Elena se pone el vaquero gastado y una remera gris. Estos minutos son instantes preciosos, sobre todo porque en la casa se oye sólo el silencio. A Elena siempre le ha gustado este sonido que le permite escuchar su ruido interior. Hoy, particularmente, hay mucho alboroto adentro. Quisiera tanto poder contarle a él de los mundos secretos que la habitan; abismos tan profundos que sondea hasta que la angustia se lo permite; laberintos de ideas y emociones; todo eso es ella.

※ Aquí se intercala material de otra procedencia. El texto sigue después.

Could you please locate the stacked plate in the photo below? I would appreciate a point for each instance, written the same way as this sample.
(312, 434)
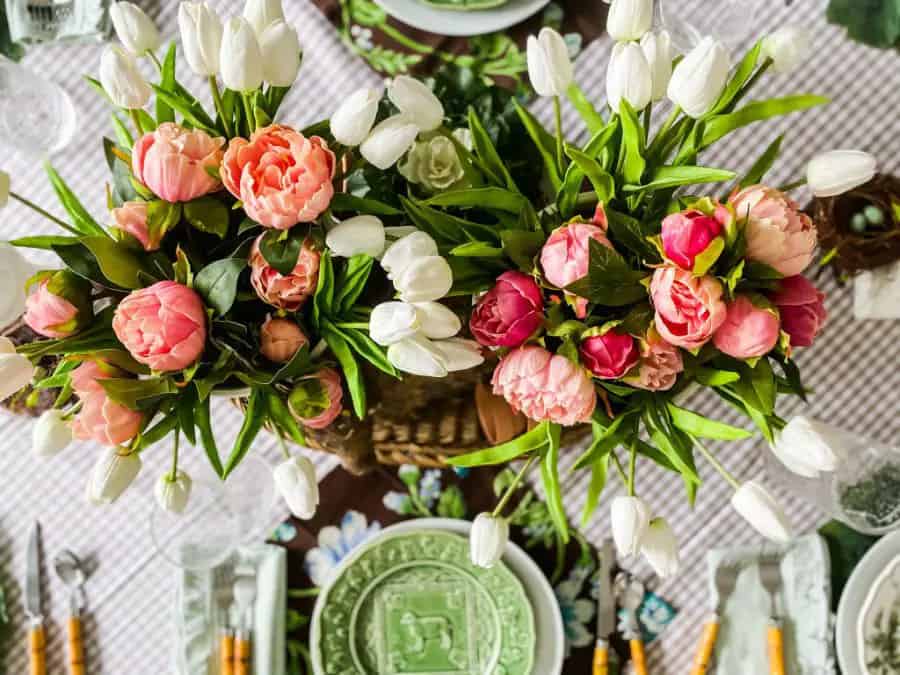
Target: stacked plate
(410, 601)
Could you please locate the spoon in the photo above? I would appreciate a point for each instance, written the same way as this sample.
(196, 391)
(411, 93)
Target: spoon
(70, 571)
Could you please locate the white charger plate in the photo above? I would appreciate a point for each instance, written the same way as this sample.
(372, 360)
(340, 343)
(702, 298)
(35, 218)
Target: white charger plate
(459, 22)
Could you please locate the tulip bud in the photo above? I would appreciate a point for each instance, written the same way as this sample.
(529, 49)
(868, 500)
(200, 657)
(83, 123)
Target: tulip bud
(700, 78)
(201, 35)
(628, 77)
(353, 119)
(134, 29)
(657, 48)
(240, 57)
(51, 433)
(16, 371)
(389, 141)
(833, 173)
(660, 548)
(549, 66)
(630, 520)
(629, 19)
(173, 491)
(488, 540)
(295, 479)
(359, 235)
(121, 79)
(760, 509)
(280, 48)
(114, 470)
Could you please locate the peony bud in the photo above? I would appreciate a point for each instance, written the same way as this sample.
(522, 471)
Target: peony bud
(201, 35)
(700, 78)
(629, 19)
(549, 66)
(240, 57)
(281, 54)
(114, 470)
(51, 433)
(760, 509)
(488, 539)
(359, 235)
(630, 520)
(295, 479)
(353, 119)
(121, 79)
(839, 171)
(628, 77)
(134, 29)
(172, 492)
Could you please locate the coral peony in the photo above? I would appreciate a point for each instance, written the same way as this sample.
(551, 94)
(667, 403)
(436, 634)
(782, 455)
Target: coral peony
(545, 386)
(174, 162)
(162, 326)
(282, 177)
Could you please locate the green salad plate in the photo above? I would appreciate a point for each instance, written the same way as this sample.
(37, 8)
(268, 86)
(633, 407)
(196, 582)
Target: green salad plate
(411, 603)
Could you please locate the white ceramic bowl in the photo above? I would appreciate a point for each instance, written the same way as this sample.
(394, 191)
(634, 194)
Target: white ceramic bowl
(550, 648)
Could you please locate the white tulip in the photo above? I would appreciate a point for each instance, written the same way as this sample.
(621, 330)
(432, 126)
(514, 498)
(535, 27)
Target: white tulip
(405, 250)
(839, 171)
(549, 66)
(762, 511)
(808, 447)
(630, 520)
(201, 35)
(16, 371)
(437, 321)
(628, 77)
(415, 100)
(260, 14)
(488, 539)
(417, 356)
(114, 470)
(134, 29)
(359, 235)
(122, 80)
(389, 141)
(629, 19)
(657, 48)
(240, 57)
(280, 48)
(660, 548)
(700, 77)
(428, 278)
(353, 120)
(787, 47)
(392, 322)
(51, 433)
(295, 479)
(172, 493)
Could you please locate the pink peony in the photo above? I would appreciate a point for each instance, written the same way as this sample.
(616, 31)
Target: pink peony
(778, 234)
(162, 326)
(802, 308)
(689, 309)
(545, 386)
(282, 177)
(290, 291)
(173, 162)
(750, 329)
(509, 313)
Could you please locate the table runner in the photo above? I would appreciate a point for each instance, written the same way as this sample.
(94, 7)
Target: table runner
(853, 368)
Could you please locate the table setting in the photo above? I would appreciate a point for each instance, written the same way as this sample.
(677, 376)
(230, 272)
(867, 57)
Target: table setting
(461, 337)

Esdrújulo, el perro que encontraron en el jardín del edificio cuando apenas era un montoncito de miseria sobre cuatro patas flacas, que alimentaron y cuidaron "y después lo damos" pero que, finalmente, resultó ser tan buen escuchador de penas que ganó su derecho a hueso y casa, ya está rascando la puerta. Elena le coloca la correa y, como todos los días, siente pena por los dos. En la calle el perro la guía; ella sólo tira de la correa para cruzar cuando, más adelante, ve a un posible candidato a la guarangada. Ya los tiene bien conocidos. Si el hombre está solo, ella estudia rápidamente su acritud y decide, casi sin aflojar el paso, si continuar o cruzar. Si hay dos, entonces cruza siempre porque, en su estadística sin números, sabe que rara vez un hombre pierde la oportunidad de hacerse el macho frente a un igual. Si son varios, sigue por la misma vereda en caso de que con ellos haya una mujer, antídoto probable contra cualquier grosería que la enfurece hasta los límites de un feminismo extremo. Esa injusticia, ese tener que andar por la calle esquivando gente, cruzando de acá para allá, caminando cuadras de más, calibrando el largo de la falda o la altura de los tacos, eso también le da ganas de haber nacido varón. Pero solamente sucede muy de vez en cuando; el resto del tiempo está cómoda en su cuerpo pequeño. Esdrújulo ha escogido un muro para despacharse a gusto y Elena, que siempre se ha sentido ridícula mientras espera que el perro termine con lo suyo, se fija en el horizonte tachonado de nubes de plomo.